Wednesday, January 28, 2009

Reading is stimulating

Powerline's "Hindrocket" --

The International Monetary Fund projects that the U.S. GDP will contract by 1.6% in 2009, canceling out a modest 1.1% growth in 2008. That's not good, but it's better than the IMF predicts for any developed country other than Canada. The IMF projects Germany's GDP to be down 2.5% this year, France's 1.9%, the U.K.'s 2.8% and Japan's 2.6% ... If the IMF is right, one effect of the current global downturn will be to increase the economic gap between the U.S. and rivals among the developed countries. At the same time, the IMF projects less developed economies (like China's and India's) to continue to gain on the developed world.

All of which offers more evidence that the hysteria currently being whipped up in Washington over the alleged need to add another trillion dollars in federal debt is overstated, at best.


This is a case where one needs to read the actual IMF forecast --

Consequently, unlike the November WEO Update, the new projections incorporate a substantial fiscal expansion. Specifically, fiscal stimulus in G-20 countries in 2009 is projected to be 1.5 percent of GDP. Deficits are also expected to be boosted by the operation of automatic stabilizers and the impact on revenues of sharp asset price declines, as well as the costs of financial sector rescues.
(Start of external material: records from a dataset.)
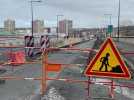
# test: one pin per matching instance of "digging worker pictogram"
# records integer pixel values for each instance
(104, 62)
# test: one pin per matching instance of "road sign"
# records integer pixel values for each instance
(108, 63)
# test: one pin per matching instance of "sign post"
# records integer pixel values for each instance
(109, 30)
(108, 63)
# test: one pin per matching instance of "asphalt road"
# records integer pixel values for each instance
(77, 91)
(22, 89)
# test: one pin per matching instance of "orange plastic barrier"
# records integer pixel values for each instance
(17, 58)
(53, 67)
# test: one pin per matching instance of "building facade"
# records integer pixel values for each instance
(38, 26)
(65, 26)
(9, 25)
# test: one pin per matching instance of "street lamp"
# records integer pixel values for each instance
(110, 17)
(110, 22)
(32, 11)
(58, 24)
(118, 34)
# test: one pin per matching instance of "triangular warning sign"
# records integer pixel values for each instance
(108, 63)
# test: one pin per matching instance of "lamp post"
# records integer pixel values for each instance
(110, 18)
(118, 33)
(32, 12)
(58, 24)
(110, 22)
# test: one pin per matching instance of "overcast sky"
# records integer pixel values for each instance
(84, 13)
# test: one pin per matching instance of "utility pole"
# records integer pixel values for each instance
(58, 25)
(32, 12)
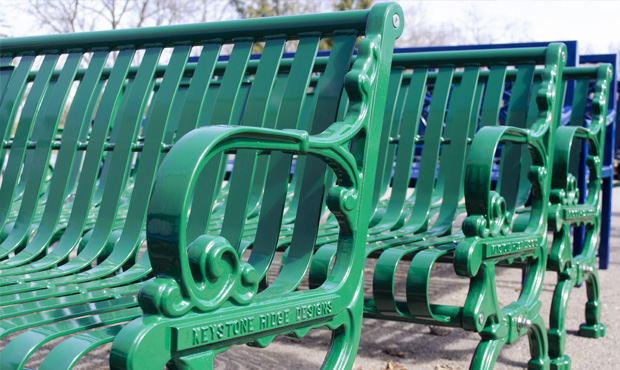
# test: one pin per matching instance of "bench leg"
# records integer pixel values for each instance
(346, 337)
(592, 327)
(538, 345)
(557, 330)
(486, 353)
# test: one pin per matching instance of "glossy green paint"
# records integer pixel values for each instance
(565, 211)
(194, 293)
(487, 236)
(203, 298)
(141, 111)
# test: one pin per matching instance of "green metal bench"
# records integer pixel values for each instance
(565, 210)
(407, 231)
(77, 282)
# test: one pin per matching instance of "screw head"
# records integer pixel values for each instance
(396, 20)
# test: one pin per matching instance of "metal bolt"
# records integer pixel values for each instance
(587, 269)
(396, 21)
(523, 323)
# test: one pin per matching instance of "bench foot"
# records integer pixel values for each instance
(560, 363)
(592, 328)
(592, 331)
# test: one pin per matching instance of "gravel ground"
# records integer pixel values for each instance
(393, 345)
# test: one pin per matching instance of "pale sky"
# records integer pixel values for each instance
(595, 24)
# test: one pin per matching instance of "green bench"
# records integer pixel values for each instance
(82, 294)
(180, 297)
(566, 212)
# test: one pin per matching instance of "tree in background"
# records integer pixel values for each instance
(62, 16)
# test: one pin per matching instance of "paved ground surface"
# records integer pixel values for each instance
(392, 345)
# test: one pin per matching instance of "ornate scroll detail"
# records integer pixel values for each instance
(496, 222)
(218, 276)
(567, 196)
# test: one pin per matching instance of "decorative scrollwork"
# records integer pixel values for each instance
(218, 276)
(567, 196)
(496, 222)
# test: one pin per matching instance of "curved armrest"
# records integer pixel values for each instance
(487, 227)
(187, 268)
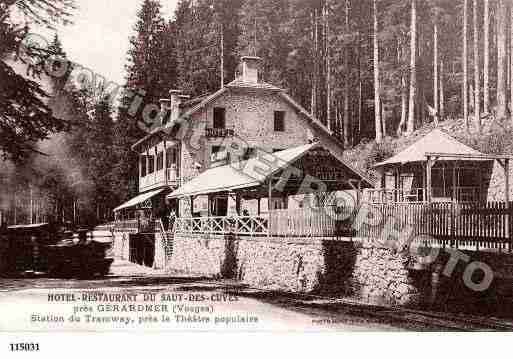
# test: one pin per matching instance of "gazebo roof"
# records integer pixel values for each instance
(437, 142)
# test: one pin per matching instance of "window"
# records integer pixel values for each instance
(160, 161)
(219, 117)
(279, 121)
(171, 157)
(151, 164)
(142, 160)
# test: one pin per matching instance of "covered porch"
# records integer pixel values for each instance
(437, 168)
(138, 215)
(305, 191)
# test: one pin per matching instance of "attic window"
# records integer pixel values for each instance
(219, 117)
(279, 121)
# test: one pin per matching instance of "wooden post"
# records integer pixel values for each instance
(454, 183)
(359, 195)
(506, 198)
(164, 165)
(424, 182)
(396, 185)
(269, 195)
(506, 180)
(269, 208)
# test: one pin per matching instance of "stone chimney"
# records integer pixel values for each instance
(176, 99)
(250, 66)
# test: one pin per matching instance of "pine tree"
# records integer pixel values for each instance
(502, 24)
(410, 126)
(150, 75)
(377, 100)
(25, 118)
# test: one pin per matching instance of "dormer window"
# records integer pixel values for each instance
(219, 117)
(279, 121)
(143, 165)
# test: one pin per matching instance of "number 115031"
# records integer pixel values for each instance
(24, 347)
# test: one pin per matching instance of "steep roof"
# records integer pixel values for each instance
(435, 141)
(249, 173)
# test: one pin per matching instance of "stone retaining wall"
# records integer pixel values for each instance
(341, 268)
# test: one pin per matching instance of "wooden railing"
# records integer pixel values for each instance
(487, 225)
(243, 225)
(321, 222)
(461, 194)
(163, 177)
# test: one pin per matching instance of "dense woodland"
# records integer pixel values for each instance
(373, 71)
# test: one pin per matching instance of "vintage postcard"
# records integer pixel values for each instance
(241, 165)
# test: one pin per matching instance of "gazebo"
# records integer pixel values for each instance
(437, 168)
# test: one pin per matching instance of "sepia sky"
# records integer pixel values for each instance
(98, 39)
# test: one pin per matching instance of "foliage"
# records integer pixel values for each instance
(25, 117)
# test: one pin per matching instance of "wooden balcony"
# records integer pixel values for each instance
(164, 177)
(470, 226)
(322, 222)
(473, 226)
(135, 226)
(439, 194)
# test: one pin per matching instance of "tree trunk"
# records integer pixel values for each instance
(413, 70)
(435, 71)
(346, 85)
(511, 62)
(377, 101)
(442, 95)
(328, 65)
(313, 104)
(465, 63)
(477, 109)
(404, 105)
(502, 23)
(486, 66)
In other words, the Fund assumed a discretionary package of 1.5% of GDP for all of the world's large economies in addition to a lot of budget deterioration due to the crisis. US GDP is about $14.4 trillion, so the assumed stimulus for 2009 is about $216 billion. The consensus Congressional Budget Office estimate is that the US stimulus will amount to $169 billion up to 1st October 2009, and a chunk of $356 billion that would come in the following 12 months. If we guess that one-quarter of that $356 billion is coming at the end of 2009, then the total 2009 stimulus is $258 billion.

Thus the IMF forecast that he uses as proof that the Democratic package isn't needed assumes that something very like the Democratic package passes -- and soon! Among the mistakes he's making is using multi-year cost estimates in the context of the IMF's one year forecast. It's the type of mistake one makes when politics is trumping analytical motivation.